Malay race consists of many ethnic groups. The Malays are one of the three main ethnic groups in Penang. According to the Malaysian constitution, the Malays are the native people who are Muslims. Therefore, non-Malays who embraced Islam, or Muallaf, are known as someone who "masuk Melayu", meaning, becoming a Malay too.

Jawi Pekan family
Old photo of a Jawi Pekan family. The lady on
the left is Indian while the man is native Malay.

The Malays conduct their daily lives following a set of rules, rituals and customs. They eat the staple food of rice, together with spicy dishes, cooked with plenty of herbs and also coconut milk. Malay traditional food uses a lot of natural ingredients and elaborate ways of cooking.

Anthropologists determined that the origin of the Malay race started from the people who migrated from South China thousands of years ago settled in Malay Peninsula.

Over the millennia, their features and skin color changed to suit the local climate. Those who lived by the sea became expert sailors and fishermen. Those who lived inland, cultivated the land to harvest staple foods.

Before the influence of Islam, the religions practiced were mainly Hinduism and animism.  The old beliefs and customs were deeply ingratiated into their daily lives. When Islam took hold of the region, during the heyday of the Malaccan empire, a lot of these customs were abolished as they were against the Islamic teaching.

In Penang, it was recorded that there were Malay settlements scattered throughout the island before Francis Light took over in the late 18th century.  These places were notably at Batu Uban and Dato' Keramat. There is now a very village left at Batu Uban (literally means "Stone of Grey Hair").

The only building that is still standing from the old days is a mosque, which has been repaired many many times over the years.
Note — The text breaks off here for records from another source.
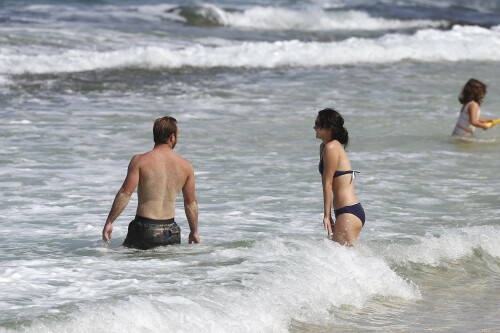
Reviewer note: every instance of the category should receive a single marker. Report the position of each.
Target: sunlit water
(81, 85)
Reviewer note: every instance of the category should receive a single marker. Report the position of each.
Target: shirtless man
(160, 174)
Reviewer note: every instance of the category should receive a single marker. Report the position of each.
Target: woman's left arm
(331, 158)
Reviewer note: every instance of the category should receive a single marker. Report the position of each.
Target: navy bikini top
(337, 173)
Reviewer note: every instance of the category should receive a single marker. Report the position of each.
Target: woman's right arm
(475, 120)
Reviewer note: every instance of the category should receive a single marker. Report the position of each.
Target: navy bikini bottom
(355, 209)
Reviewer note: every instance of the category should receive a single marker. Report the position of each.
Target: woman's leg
(346, 229)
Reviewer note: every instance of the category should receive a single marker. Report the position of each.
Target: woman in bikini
(337, 176)
(471, 97)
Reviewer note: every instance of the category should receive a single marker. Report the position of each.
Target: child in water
(471, 97)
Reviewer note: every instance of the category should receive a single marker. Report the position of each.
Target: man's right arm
(191, 206)
(122, 197)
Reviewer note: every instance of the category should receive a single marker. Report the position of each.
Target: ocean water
(81, 83)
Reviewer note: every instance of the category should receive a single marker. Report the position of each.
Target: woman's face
(321, 133)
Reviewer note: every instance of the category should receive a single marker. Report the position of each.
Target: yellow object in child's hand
(494, 122)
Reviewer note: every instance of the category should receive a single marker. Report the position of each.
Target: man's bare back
(159, 175)
(162, 175)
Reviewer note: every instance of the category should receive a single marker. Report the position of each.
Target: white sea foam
(244, 289)
(309, 19)
(462, 43)
(451, 245)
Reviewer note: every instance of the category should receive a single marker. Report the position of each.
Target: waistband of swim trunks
(139, 218)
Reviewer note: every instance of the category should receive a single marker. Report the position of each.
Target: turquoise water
(81, 84)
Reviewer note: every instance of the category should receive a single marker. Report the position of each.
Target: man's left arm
(122, 197)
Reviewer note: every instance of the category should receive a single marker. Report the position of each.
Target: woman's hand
(327, 221)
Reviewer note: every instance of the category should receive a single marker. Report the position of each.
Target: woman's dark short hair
(330, 119)
(163, 129)
(474, 90)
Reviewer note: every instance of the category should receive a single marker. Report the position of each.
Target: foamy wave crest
(459, 44)
(259, 289)
(451, 245)
(312, 19)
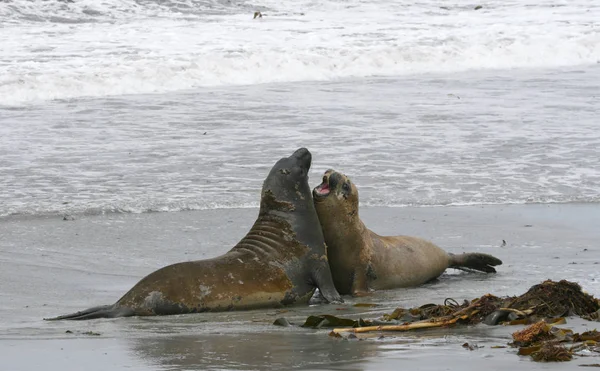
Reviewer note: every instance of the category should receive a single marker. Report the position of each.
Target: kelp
(544, 306)
(549, 300)
(546, 342)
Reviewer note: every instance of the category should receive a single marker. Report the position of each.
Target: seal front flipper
(323, 280)
(103, 311)
(359, 283)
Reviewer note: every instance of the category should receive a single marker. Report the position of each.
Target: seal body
(281, 261)
(362, 260)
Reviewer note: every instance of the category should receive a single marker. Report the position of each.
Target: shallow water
(49, 266)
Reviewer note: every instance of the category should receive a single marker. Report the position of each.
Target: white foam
(124, 48)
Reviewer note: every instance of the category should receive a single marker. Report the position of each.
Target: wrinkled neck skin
(344, 236)
(299, 212)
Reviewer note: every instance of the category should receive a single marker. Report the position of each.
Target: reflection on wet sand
(256, 351)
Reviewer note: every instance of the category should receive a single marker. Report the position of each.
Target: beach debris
(365, 305)
(545, 342)
(282, 322)
(543, 307)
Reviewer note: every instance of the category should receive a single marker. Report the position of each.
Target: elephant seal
(281, 260)
(362, 261)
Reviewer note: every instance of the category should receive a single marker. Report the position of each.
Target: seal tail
(103, 311)
(474, 262)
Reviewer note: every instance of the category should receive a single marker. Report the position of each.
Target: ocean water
(136, 106)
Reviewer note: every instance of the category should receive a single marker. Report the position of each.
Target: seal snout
(323, 189)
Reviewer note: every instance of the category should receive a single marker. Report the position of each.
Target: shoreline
(49, 267)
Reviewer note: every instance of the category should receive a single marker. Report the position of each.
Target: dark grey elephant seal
(279, 262)
(361, 260)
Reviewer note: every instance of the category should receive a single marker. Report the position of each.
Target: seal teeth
(323, 189)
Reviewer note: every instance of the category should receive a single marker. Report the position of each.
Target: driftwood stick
(408, 327)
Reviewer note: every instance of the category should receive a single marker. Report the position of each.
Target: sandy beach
(51, 266)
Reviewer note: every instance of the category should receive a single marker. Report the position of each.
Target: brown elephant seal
(361, 260)
(279, 262)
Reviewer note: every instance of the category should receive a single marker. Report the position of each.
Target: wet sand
(51, 266)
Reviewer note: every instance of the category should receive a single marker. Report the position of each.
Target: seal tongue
(323, 189)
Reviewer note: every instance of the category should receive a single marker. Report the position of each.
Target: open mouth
(322, 189)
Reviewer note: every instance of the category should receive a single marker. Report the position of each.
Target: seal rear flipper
(474, 262)
(103, 311)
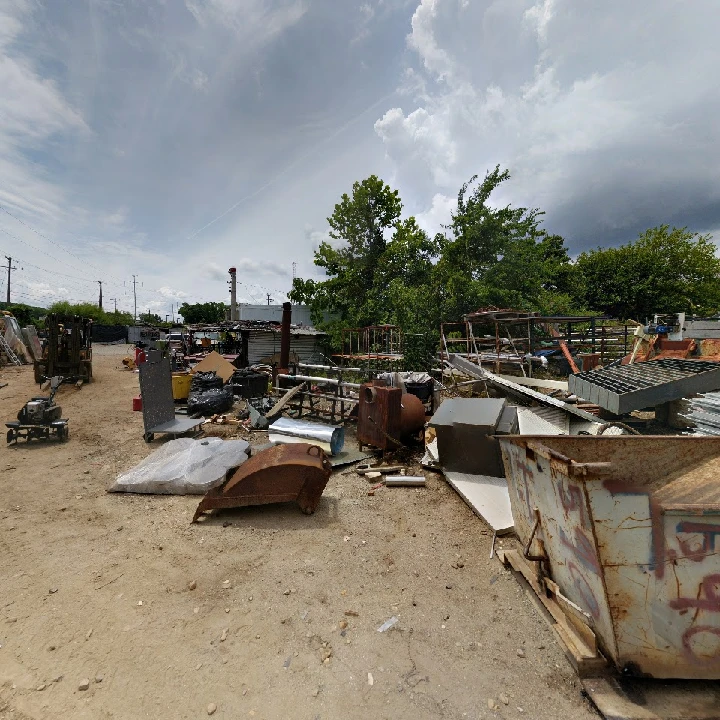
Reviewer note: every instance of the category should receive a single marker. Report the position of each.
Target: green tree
(202, 312)
(24, 314)
(665, 270)
(498, 256)
(378, 267)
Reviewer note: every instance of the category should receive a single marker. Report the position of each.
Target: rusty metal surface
(379, 416)
(284, 473)
(646, 384)
(412, 414)
(630, 526)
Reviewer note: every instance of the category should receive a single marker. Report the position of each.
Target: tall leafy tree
(664, 270)
(497, 255)
(381, 268)
(202, 312)
(360, 227)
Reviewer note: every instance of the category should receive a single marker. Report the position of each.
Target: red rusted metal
(379, 411)
(285, 337)
(631, 529)
(412, 415)
(284, 473)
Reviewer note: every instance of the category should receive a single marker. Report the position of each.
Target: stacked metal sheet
(703, 413)
(634, 387)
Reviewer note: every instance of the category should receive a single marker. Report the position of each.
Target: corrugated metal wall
(263, 345)
(273, 313)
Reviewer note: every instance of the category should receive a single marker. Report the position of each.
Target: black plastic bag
(210, 402)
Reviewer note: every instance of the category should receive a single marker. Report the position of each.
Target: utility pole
(10, 267)
(134, 299)
(233, 294)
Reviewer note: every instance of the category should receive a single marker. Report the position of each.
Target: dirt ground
(97, 586)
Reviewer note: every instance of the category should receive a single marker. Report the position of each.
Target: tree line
(382, 268)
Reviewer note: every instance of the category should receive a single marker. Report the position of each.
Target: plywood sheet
(487, 496)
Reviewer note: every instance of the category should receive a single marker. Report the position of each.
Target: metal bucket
(629, 527)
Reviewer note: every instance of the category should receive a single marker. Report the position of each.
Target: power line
(45, 237)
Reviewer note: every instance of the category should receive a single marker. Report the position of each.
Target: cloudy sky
(171, 139)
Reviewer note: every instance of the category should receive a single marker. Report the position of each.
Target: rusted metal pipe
(285, 336)
(319, 380)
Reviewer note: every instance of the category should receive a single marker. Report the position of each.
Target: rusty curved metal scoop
(284, 473)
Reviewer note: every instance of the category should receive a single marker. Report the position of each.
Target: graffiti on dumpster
(695, 638)
(707, 599)
(691, 550)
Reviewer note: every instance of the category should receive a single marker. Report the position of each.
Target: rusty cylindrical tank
(412, 415)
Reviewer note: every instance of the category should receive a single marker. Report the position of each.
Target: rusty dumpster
(629, 529)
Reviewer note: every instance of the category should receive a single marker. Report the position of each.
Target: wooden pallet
(611, 694)
(569, 623)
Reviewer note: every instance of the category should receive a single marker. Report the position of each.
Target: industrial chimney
(233, 294)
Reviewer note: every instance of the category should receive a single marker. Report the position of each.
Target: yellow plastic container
(181, 385)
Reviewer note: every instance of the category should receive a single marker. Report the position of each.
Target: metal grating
(632, 387)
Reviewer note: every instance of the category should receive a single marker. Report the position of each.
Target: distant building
(272, 313)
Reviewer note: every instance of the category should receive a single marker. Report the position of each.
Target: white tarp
(183, 467)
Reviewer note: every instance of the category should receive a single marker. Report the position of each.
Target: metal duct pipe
(319, 380)
(285, 336)
(329, 437)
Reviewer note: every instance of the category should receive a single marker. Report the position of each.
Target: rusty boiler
(386, 416)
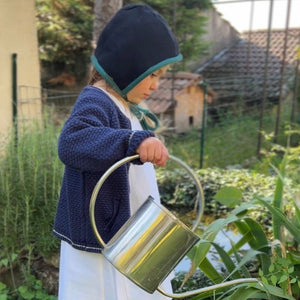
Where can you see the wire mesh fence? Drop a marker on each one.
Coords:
(231, 131)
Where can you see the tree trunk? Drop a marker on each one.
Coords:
(104, 10)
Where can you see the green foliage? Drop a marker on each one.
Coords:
(30, 179)
(65, 32)
(32, 289)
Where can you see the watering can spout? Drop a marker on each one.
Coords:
(143, 249)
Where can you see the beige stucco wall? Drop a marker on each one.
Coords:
(189, 104)
(18, 35)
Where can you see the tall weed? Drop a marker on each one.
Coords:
(30, 178)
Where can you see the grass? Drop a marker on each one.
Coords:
(233, 141)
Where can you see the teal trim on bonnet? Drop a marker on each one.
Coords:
(150, 71)
(102, 72)
(124, 92)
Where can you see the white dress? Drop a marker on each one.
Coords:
(89, 276)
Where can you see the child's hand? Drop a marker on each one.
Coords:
(153, 150)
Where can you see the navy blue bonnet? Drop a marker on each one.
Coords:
(135, 43)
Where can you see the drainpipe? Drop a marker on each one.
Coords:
(14, 96)
(265, 89)
(204, 86)
(282, 72)
(295, 98)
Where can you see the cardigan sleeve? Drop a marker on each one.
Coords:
(97, 134)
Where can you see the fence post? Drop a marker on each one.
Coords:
(14, 96)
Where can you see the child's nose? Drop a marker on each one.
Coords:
(155, 85)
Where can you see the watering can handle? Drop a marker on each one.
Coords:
(199, 201)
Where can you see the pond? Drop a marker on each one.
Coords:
(223, 239)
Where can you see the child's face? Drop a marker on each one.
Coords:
(145, 87)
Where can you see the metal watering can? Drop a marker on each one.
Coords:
(153, 241)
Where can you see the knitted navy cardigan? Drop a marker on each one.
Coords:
(96, 135)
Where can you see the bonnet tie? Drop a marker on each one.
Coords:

Dato' Keramat also has become part of George Town and therefore is losing its identity as a Malay settlement. By the way, Dato' Keramat literally means "Mystical Grandfather".

Later, in the late 19th century, a lot of Malays from Acheh royal families, together with their entourage immigrated from Indonesia fleeing from the wrath of government who especially wanted to terminate them. They made their homes in Penang. P.Ramlee, who was the most famous actors from Penang, was a descendant from this community.

Another group of people who make up the Malay race in Penang are the Indian Muslims.

They came from Southern India, thus they speak Tamil and Malay.

They are sometimes called Jawi Peranakan. Those who live in the city were called Jawi Pekan. Normally it is a mixed marriage with native Malay with Indian immigrant.

The origin of Penang signature food nasi kandar and other delicious curries came from this group. Nagore Shrine, at the corner of Chulia Street and Queen Street is dedicated to a Muslim patron saint from India.

There are also descendants from the Middle East who settle here in Penang. For example, Syeikh Omar Basheer Al-Khalidy, from Yemen, was one of the most influential leaders in the early days. Seven generations of his family have flourished here in Penang up till today.

It goes without saying, all these groups marry among each other, resulting in current Malay race. If we put pictures of the Malays next to each other, we probably can collect over thirty different features and skin colors, but they will still insist that: "Yes, I am a Malay!"